FORCE = MASS X ACCELERATION.

The extra mass is something the skull and brain cannot take. Also, the protection of the weapon (hands) assures fights go on linger than in bare knucke boxing. There is conflicting evidence however.

4 comments

The point of boxing gloves is to protect your hands, not your opponent's brain. Hands aren't meant for punching, and repeatedly smacking them with great force into the hard skull of your opponent can easily damage them.

I suspect bare knuckle boxing is less satisfying (and thus less popular) because fights can end merely because one person can no longer effectively attack, rather than when one person is conclusively defeated by being knocked out. The KO is always the most widely satisfying finish in boxing and MMA.

> Hands aren't meant for punching

Actually...

http://www.latimes.com/science/sciencenow/la-sci-sn-human-fi...

Very interesting. That's a hypothesis from just last year that doesn't yet have widespread scientific support though, so the jury's now out.
They are less satisfying, but not for that reason so much.

Bare-knuckle fights can go on for a long, long time. I can't find the source just now, but I recall some fights went on for up to 24 hours.
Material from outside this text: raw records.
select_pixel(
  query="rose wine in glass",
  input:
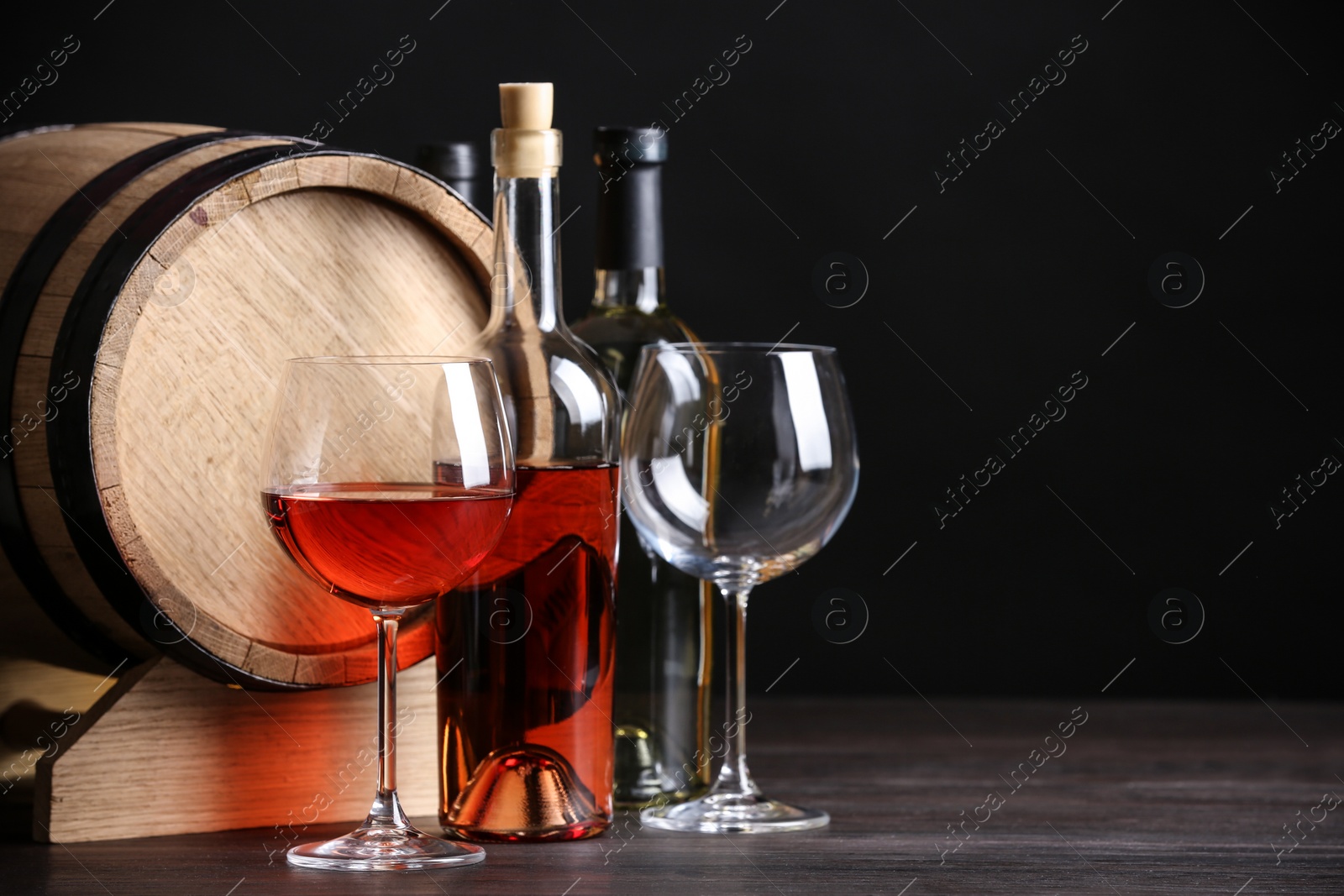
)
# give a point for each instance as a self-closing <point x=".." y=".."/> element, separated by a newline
<point x="389" y="481"/>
That doesn't televise well.

Not quite. When your hands are not protected you avoid hitting hard stuff.

Gloves allow head blows. Now the human body's ability to take blunt force damage is very high, when not hitting the balls or the head. So you get longer and not as spectacular fights.
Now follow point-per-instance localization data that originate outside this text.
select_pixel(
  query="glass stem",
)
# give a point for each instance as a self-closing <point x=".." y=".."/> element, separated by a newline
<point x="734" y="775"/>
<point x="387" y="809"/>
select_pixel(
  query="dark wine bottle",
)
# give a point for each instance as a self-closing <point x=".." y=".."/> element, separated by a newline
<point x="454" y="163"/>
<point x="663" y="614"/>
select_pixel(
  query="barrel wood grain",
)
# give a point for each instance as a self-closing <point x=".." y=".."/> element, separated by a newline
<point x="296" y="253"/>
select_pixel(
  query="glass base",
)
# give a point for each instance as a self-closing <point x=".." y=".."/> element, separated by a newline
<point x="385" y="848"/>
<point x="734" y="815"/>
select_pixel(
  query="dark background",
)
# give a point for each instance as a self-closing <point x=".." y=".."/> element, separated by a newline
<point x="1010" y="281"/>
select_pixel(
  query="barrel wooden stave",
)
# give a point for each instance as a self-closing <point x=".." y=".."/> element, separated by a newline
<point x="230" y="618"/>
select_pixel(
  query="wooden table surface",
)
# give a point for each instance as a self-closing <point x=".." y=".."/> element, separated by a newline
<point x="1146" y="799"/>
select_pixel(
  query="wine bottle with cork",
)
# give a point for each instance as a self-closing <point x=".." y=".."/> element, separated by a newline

Same with professional football compared to rugby of old. (although it seems rugby after 90s have similar problems after the sport tried to become more spectacular).

The explanation I heard for that is that a bare knuckle boxer would be a fool to aim for his opponent's skull, as it would more likely break their hand than knock out their opponent (https://en.wikipedia.org/wiki/Boxer's_fracture)
There is an old brawler's adage that you should never hit somebody in the head with your fist unless you can't find something harder to use.
Bare-knuckle boxers trained to throw punches that wouldn't connect bone-on-bone, and thus end up breaking their hands. Barring that kind of injury, bare-knuckle boxing matches often went 20, 30, 40, 50 rounds, until somebody did throw a bad punch and disable themselves, or somebody fell over from exhaustion.